# Discarded Wedding Band



## hereandgone18 (Sep 25, 2011)

So, my husband left over two years ago now. He returned this summer for a few months, but left again in October.
He continues to use our address for his mail, and has left many of his belongings behind, including two vehicles.
Yesterday, I cleaned out one of them, as it is being sold, and I found his wedding band chucked in the console
I am crushed, but feel like this sure signals the absolute end, and it is too much for me to take. I can't stop feeling like I will
never get over this. It seems like everyday there is a new source of pain, sometimes just as simple as a letter in the mail for him.....help!


----------



## Tall Average Guy (Jul 26, 2011)

Unfortunately, you are letting him abuse you. You need to move on, and that includes kicking him out for good. It will be painful, but it will help you heal.

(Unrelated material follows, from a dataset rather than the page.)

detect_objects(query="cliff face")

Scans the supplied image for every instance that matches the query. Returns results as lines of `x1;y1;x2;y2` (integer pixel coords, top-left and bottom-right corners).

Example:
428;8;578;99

Assuming you know where he is, put a forwarding request for his mail. Also, rent a storage unit and put his stuff in it. Pay the first months rent, give him the key, and let him know the rest is up to him. Meanwhile, go to an attorney and get a divorce moving.

It has been two years. He is not wearing his wedding ring. I am sorry, but your marriage is over. Please accept that and start moving on with your life. Take care of yourself.


----------



## that_girl (Jul 6, 2011)

Better yet, warn him you will be having a garage sale in a week...whatever he doesn't take, you're going to sell.

I can't believe he left 2 years ago! He is using you and coming around only when it suits him.

Please accept what you need to do and move on from this jerk.


----------



## that_girl (Jul 6, 2011)

Just the whole "storage" thing bugged me. Why should she move his shet? that's a lot of work that I wouldn't want to do.

Garage sale and goodwill. They will come and pick shet up.

You can even donate cars to charity.

Your husband is not a husband.


----------